Pour cette dernière, le concept va encore plus loin. D’une part, le diagnostic de peau intègre de nouvelles fonctionnalités, et détermine une « note » de peau, avec des priorités auxquelles il faut s’attaquer. En établissant un état des lieux personnalisé de la peau, Ioma propose de réaliser la crème « sur mesure ». Un concept de personnalisation poussé à l’extrême, qui se retrouve dans le nom même du produit : « ma crème ».

plus de 40 000 formules

La marque a établi deux bases : une de jour et une de nuit. Ainsi que 8 sérums, qui vont avoir des actions précises : trois sur l’hydratation et six dédiés à la régénération. En combinant des doses différentes de ces 8 sérums et de ces deux bases, la marque propose ainsi 40 257 formules différentes, déterminées automatiquement après le diagnostic.

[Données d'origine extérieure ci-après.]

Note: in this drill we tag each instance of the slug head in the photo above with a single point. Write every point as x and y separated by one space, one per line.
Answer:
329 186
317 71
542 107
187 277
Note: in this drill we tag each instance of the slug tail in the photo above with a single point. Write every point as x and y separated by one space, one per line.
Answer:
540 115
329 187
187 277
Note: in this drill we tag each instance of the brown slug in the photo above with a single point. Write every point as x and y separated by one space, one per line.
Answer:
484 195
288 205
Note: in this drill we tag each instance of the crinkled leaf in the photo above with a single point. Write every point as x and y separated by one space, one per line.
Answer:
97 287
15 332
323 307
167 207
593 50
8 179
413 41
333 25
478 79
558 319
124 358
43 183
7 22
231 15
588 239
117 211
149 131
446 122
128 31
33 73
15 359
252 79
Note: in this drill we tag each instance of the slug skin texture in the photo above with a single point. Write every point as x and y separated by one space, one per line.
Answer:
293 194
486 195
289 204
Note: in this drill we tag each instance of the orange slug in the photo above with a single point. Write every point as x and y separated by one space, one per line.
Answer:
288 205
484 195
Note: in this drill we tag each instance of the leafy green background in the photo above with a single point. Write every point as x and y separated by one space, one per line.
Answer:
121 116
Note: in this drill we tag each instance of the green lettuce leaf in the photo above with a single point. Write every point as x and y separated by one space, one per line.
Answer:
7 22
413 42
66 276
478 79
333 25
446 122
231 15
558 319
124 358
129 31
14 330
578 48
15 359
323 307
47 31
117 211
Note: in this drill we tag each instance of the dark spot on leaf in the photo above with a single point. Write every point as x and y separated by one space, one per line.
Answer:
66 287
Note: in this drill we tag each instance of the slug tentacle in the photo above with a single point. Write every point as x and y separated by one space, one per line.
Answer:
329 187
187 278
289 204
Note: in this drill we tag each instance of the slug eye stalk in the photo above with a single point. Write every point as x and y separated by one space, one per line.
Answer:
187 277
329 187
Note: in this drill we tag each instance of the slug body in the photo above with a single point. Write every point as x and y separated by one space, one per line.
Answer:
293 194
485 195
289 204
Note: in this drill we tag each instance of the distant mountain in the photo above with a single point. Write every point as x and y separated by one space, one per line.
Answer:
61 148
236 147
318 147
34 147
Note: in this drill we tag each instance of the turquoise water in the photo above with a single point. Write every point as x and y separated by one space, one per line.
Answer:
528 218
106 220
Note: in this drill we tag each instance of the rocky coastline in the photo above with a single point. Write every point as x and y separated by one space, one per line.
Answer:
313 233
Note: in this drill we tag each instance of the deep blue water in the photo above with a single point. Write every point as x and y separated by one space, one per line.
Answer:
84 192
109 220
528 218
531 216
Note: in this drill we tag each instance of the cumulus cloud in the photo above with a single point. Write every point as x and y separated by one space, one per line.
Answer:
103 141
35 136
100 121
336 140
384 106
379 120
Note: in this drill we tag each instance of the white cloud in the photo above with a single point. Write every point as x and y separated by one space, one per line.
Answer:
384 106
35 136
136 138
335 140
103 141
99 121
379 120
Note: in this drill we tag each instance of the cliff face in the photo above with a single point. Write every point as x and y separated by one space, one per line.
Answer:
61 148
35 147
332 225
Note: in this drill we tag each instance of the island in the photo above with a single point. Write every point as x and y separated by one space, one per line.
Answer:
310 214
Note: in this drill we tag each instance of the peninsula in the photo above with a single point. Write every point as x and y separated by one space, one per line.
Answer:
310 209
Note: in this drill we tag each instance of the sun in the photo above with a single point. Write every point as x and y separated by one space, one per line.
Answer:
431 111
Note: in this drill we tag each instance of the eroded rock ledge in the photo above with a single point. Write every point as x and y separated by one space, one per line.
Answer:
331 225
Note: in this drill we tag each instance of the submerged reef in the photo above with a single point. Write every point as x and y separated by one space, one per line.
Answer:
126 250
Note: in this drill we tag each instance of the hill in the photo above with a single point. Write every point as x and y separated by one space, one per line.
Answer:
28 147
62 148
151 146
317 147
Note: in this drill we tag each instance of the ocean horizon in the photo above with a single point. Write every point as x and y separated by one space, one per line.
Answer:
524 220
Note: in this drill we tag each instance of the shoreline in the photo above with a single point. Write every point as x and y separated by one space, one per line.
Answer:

Ces formules peuvent être soir réalisées à la main, soit via la Ioma Factory. Une machine connectée à la machine de diagnostic, et qui possède en son cœur 8 pipettes pour les 8 sérums. Elle « fabrique », la crème directement sous les yeux des clients. Pour la modique de somme de 139 euros. Certes, on est bien dans le luxe. 

En plus d’animer la boutique, le concept se veut radicalement personnalisé et automatisé. Et surtout, invite la cliente à revenir en boutique une fois arrivée au bout de « sa crème », pour voir l’évolution du traitement et  refaire une crème adaptée.

Cette vision du cosmétique en tant que traitement personnalisé, et non plus, produit le plus performant marque un nouveau pas sur le marché. 

Vue intérieure. 8 pompes injectent des doses différentes des 8 sérums. et aboutissent à un produit totalement personnalisé:  Ma Crème.